A. Temyiz Yoluna Başvuranlar

Bölge Adliye Mahkemesinin yukarıda belirtilen kararına karşı süresi içinde taraf vekilleri temyiz isteminde bulunmuştur.

B. Temyiz Sebepleri

1.Davacı kadın vekili temyiz dilekçelerinde özetle; boşanmaya neden olan olaylarda hiç kusuru bulunmayan kadın yararına hükmedilen maddî ve manevî tazminat ile yoksulluk nafakası miktarının az olduğunu, kadının bakıma muhtaç olduğunu ileri sürerek kararın maddî ve manevî tazminatlar ile yoksulluk nafakasının miktarı yönünden bozulmasına karar verilmesini talep etmiştir.

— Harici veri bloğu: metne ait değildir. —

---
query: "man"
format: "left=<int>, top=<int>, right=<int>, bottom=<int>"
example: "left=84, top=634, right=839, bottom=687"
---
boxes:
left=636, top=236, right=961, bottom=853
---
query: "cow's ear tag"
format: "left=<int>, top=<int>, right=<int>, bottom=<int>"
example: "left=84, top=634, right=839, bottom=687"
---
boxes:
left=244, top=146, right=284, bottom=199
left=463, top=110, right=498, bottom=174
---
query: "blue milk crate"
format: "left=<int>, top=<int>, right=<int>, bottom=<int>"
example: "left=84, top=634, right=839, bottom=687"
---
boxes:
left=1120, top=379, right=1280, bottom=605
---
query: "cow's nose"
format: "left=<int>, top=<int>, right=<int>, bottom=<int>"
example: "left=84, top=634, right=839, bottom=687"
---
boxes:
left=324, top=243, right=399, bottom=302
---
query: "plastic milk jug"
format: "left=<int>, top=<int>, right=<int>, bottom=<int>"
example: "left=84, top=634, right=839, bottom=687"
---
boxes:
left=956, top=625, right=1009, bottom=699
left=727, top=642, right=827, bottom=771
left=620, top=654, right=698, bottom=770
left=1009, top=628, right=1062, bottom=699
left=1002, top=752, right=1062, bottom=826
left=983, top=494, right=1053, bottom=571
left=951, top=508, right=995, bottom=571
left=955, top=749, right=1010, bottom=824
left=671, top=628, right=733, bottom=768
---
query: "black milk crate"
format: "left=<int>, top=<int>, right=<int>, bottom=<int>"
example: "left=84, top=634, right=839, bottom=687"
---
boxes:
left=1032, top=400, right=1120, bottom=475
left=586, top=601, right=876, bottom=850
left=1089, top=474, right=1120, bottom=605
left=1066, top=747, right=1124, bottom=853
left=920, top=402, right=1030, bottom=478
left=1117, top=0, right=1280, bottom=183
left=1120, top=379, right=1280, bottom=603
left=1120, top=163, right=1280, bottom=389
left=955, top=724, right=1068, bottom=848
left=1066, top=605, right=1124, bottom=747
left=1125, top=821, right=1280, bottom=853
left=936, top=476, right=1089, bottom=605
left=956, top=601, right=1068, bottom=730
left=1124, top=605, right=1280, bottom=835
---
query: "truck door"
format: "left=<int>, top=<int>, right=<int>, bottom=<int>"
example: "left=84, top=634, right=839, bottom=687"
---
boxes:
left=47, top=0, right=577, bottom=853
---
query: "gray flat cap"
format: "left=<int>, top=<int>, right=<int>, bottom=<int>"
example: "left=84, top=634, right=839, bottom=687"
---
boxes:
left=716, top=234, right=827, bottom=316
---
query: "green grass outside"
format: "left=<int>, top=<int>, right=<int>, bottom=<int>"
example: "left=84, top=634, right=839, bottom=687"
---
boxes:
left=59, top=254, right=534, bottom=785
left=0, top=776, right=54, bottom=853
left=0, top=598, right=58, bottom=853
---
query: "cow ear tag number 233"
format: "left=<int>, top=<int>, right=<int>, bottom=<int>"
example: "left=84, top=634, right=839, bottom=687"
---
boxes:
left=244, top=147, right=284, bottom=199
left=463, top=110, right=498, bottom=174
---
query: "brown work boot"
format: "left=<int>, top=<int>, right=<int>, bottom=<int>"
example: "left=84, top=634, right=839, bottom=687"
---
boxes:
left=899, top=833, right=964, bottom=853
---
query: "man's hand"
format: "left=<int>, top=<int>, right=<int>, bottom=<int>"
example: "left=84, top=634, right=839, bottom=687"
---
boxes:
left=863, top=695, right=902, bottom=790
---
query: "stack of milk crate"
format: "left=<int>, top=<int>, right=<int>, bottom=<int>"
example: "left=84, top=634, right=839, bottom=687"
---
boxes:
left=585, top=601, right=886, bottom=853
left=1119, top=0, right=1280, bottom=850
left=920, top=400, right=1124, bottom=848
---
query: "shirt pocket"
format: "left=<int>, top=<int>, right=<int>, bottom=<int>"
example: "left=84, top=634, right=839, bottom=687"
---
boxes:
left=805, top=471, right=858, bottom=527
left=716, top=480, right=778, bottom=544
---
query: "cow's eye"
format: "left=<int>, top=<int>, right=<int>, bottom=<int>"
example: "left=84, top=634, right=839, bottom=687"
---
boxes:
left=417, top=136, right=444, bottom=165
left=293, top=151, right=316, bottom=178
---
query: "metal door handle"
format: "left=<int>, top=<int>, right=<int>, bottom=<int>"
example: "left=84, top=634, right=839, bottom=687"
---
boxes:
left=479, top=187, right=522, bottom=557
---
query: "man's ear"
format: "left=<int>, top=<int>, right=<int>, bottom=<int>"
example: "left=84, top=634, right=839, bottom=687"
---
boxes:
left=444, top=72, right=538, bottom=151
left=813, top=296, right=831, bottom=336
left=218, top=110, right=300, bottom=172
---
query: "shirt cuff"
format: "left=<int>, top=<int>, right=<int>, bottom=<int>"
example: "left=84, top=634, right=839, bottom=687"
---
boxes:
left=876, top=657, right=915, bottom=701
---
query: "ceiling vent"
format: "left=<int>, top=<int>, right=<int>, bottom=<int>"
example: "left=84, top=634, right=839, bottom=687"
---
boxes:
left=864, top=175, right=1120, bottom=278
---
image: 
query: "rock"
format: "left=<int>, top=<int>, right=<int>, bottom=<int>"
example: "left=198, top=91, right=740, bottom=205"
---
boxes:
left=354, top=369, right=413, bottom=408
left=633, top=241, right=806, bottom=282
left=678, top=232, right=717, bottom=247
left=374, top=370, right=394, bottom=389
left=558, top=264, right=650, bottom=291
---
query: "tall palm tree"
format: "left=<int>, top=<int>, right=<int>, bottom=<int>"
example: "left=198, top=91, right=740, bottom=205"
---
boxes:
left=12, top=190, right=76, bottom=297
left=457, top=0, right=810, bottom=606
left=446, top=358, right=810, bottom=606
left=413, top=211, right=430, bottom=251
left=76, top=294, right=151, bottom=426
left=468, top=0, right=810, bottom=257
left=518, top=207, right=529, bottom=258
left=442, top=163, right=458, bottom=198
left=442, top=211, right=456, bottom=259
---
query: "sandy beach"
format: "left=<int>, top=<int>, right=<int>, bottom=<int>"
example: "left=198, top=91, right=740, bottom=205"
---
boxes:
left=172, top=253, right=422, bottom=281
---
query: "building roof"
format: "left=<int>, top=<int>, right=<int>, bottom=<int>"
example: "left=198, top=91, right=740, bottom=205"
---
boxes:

2.Davalı erkek vekili temyiz dilekçesinde özetle; taraflar arasındaki geçimsizliğe kadının annesinin sebebiyet verdiğini, erkeğin tam kusurlu kabul edilmesinin somut delile dayandırılmadığını, kadının fizik tedavi desteğini İstanbul'da almak istediğini, ortak konutun olduğu şehire gelmekte büyük direnç gösterdiğini, kadının ailesi ile muhatap olmadan eşi ile ortak hayatı devam ettirmenin hiçbir yolu olmadığını, kadının annesinin tarafları İstanbul'da yaşamaya zorladığını, bu planı gerçekleşmeyince de kadın üzerinde baskı kurarak boşanma davası açtırdığını, kadının tanıklarının tamamının ilk celseye gitmeyip erkeğin tanık beyanları alındıktan sonra, buna göre beyanda bulunmak amacıyla ihzar sonrası duruşmaya giderek ifade verdiklerini, bu durumun kurgu olduğunu, maddî ve manevî her anlamda kadının yanında olduğunu ileri sürerek kararın kusur belirlemesi, aleyhine hükmedilen maddî ve manevî tazminatlar ile bunların miktarı yönünden bozulmasına karar verilmesini talep etmiştir.

C. Gerekçe

1. Uyuşmazlık ve Hukuki Nitelendirme

Uyuşmazlık, davacı kadın tarafından açılan boşanma davasında kusur belirlemesinin doğru yapılıp yapılmadığı, tarafların kusurlarına göre kadın yararına tazminat ödenmesine ilişkin şartların oluşup oluşmadığı ile kadın yararına hükmedilen tazminat ve yoksulluk nafakası miktarlarının hakkaniyete uygun olup olmadığı noktasında toplanmaktadır.

2. İlgili Hukuk

4721 sayılı Kanun'un 4 üncü maddesi, 166 ncı maddesinin birinci ve ikinci fıkrası, 174 üncü maddesinin birinci ve ikinci fıkrası, 175 inci maddesi, 6100 sayılı Hukuk Muhakemeleri Kanunu'nun (6100 sayılı Kanun) 369 uncu maddesinin birinci fıkrası ile 370 ve 371 inci maddesi, 6098 sayılı Türk Borçlar Kanununun (6098 sayılı Kanun) 50 nci ve 51 inci maddeleri.

3.Değerlendirme

1.Tarafların iddia, savunma ve dayandıkları belgelere, uyuşmazlığın hukuki nitelendirmesi ile uygulanması gereken hukuk kurallarına, dava şartlarına, yargılamaya hâkim olan ilkelere, ispat kurallarına ve temyiz olunan kararda belirtilen gerekçelere göre davalı erkek vekilinin tüm, davacı kadın vekilinin ise aşağıdaki paragraf kapsamı dışında kalan temyiz itirazları yerinde görülmemiştir.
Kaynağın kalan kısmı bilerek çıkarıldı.